4.9 Shell script -- dir4 Labs4.7 Editor 3 - emacs4.8 grep and regular expressions

4.8 grep and regular expressions

Regular expressions are used in many UNIX tools. The string substitution used in grep, ex, and vi use regular expressions. The shell, in its file name expansion, uses a simplified regular expression format. awk and egrep use extended regular expressions.

grep is a program used to search a file, or a group of files, for a specific regular expression. It does wonders in finding lost functions and subroutines in a group of program sources, or checking to see if you have removed all references to an obsolete function or variable. An option of -n will cause the line number to be printed.

wc is a program used to count lines, words, and characters, usually all three. Its options are -l, -w and -c, for lines, words and characters. The default is -lwc.

In this lab you will search, using the program grep. an old "C" program of mine named cman6.c. It is a Mandelbrot set program written for the Borland "C" compiler and some graphics library additions. The file cman6.c is available by anonymous ftp at ftp://lt.tucson.az.us/pub/ltaber/cman6.c.

Pipes are the use of the "|" character to direct the output of one command into the input of another command. For example:

grep 'define' ~csc137/cman6.c | wc -l
Will extract all lines from ~csc137/cman6.c that have the string define and send them onto wc. wc will then count the number of lines. grep also has a -c option that will count the lines that match.

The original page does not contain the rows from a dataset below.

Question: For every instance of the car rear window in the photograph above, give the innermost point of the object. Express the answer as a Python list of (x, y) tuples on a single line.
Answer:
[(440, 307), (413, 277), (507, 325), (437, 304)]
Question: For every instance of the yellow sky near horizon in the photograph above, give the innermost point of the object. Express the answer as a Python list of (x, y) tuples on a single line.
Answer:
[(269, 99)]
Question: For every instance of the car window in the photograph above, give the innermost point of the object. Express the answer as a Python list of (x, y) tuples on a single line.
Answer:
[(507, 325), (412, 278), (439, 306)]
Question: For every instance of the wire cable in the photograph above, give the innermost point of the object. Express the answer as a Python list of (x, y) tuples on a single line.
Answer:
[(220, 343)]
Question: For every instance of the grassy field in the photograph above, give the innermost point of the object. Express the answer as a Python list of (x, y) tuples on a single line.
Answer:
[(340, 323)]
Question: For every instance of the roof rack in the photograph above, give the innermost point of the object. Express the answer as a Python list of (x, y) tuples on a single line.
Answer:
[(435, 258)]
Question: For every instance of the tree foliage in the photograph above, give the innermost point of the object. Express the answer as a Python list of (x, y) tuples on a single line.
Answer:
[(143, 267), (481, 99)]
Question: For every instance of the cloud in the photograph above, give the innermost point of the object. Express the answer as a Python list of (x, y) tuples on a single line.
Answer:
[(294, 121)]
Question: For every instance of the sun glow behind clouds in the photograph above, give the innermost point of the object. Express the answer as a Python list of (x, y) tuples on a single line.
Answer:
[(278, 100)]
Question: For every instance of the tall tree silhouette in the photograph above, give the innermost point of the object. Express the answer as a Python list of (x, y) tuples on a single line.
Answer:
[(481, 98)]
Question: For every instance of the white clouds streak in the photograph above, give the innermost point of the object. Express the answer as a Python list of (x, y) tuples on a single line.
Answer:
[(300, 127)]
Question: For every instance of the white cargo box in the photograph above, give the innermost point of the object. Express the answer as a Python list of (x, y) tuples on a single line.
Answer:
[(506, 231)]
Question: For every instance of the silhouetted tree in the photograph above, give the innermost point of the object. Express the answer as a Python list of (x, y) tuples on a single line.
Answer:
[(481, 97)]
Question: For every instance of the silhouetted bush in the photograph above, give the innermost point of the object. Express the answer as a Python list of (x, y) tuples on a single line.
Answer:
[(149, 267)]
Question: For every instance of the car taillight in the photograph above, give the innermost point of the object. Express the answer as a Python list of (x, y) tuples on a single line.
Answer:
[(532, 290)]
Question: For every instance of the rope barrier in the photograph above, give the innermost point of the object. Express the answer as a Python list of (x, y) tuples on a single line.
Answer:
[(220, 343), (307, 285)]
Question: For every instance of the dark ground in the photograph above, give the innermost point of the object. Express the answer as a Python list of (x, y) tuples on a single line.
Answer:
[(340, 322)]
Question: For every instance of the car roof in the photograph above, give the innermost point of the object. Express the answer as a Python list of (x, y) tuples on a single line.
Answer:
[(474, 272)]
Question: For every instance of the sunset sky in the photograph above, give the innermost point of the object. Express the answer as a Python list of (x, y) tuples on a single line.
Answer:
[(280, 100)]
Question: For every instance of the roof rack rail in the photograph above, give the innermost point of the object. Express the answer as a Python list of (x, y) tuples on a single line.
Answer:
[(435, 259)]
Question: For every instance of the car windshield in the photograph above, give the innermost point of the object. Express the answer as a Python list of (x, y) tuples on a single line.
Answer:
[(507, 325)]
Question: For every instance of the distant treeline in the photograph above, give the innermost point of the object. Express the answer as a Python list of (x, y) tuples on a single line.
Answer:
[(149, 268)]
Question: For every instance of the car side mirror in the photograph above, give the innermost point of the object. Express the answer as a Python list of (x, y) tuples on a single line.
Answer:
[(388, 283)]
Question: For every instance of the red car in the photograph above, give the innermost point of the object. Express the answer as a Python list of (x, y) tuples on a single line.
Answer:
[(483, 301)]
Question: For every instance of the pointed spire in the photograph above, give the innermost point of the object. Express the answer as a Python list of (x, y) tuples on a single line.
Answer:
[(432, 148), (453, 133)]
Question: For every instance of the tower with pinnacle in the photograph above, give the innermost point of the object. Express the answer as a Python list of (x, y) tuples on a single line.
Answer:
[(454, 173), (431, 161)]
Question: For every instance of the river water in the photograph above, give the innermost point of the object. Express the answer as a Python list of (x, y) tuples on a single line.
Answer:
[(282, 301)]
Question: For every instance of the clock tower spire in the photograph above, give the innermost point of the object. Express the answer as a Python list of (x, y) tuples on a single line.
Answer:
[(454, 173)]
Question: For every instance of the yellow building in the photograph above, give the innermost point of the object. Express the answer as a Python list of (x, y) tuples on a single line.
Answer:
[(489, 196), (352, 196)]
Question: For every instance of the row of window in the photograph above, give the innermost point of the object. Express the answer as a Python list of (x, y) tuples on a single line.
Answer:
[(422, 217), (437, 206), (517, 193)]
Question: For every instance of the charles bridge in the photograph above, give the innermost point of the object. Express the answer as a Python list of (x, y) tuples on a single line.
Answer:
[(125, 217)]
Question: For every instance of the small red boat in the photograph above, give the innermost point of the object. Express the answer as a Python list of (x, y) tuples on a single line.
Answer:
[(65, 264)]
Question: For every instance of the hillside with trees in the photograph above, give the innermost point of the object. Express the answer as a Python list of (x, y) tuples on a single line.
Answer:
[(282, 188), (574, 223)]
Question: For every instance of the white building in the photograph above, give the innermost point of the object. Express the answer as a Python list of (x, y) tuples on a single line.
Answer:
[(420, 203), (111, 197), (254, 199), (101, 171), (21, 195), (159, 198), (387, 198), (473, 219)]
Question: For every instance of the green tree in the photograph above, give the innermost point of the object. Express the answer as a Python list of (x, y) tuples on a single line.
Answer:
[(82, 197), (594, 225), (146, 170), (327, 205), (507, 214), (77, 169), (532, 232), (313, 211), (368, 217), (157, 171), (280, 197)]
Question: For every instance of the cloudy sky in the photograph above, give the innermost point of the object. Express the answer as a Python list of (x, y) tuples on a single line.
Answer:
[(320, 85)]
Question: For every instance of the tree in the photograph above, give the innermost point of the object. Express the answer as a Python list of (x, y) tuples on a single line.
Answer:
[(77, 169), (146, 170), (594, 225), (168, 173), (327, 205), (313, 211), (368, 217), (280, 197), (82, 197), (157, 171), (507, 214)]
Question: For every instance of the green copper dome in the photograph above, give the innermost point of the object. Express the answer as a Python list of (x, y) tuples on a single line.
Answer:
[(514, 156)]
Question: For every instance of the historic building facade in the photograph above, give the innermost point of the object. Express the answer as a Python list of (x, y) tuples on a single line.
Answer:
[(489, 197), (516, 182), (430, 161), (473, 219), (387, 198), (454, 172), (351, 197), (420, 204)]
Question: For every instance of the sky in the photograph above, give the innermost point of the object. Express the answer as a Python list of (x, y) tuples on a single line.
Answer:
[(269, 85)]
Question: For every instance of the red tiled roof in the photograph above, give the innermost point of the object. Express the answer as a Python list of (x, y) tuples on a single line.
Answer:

Another interesting option to grep is -v. This will cause grep to invert the condition. If the regular expression matches a line it will NOT be output. However, all the lines that didn't match will be output instead.

The shell, when it is processing a command line, first looks for pipe and redirection symbols. If it finds these it effectively removes these from the command line. The individual commands are unaware that they ever existed. Then it searches for and replaces variables and file names with wild cards. Afterwards it executes the individual commands.

Write a shell script called greplab that searches ~csc137/cman6.c for the various items below.

Use the echo command to print out your name and TABER CIS137. For each item also provide a short description of what you are printing out.

Start your shell script with #!/bin/tcsh to use the tcsh shell.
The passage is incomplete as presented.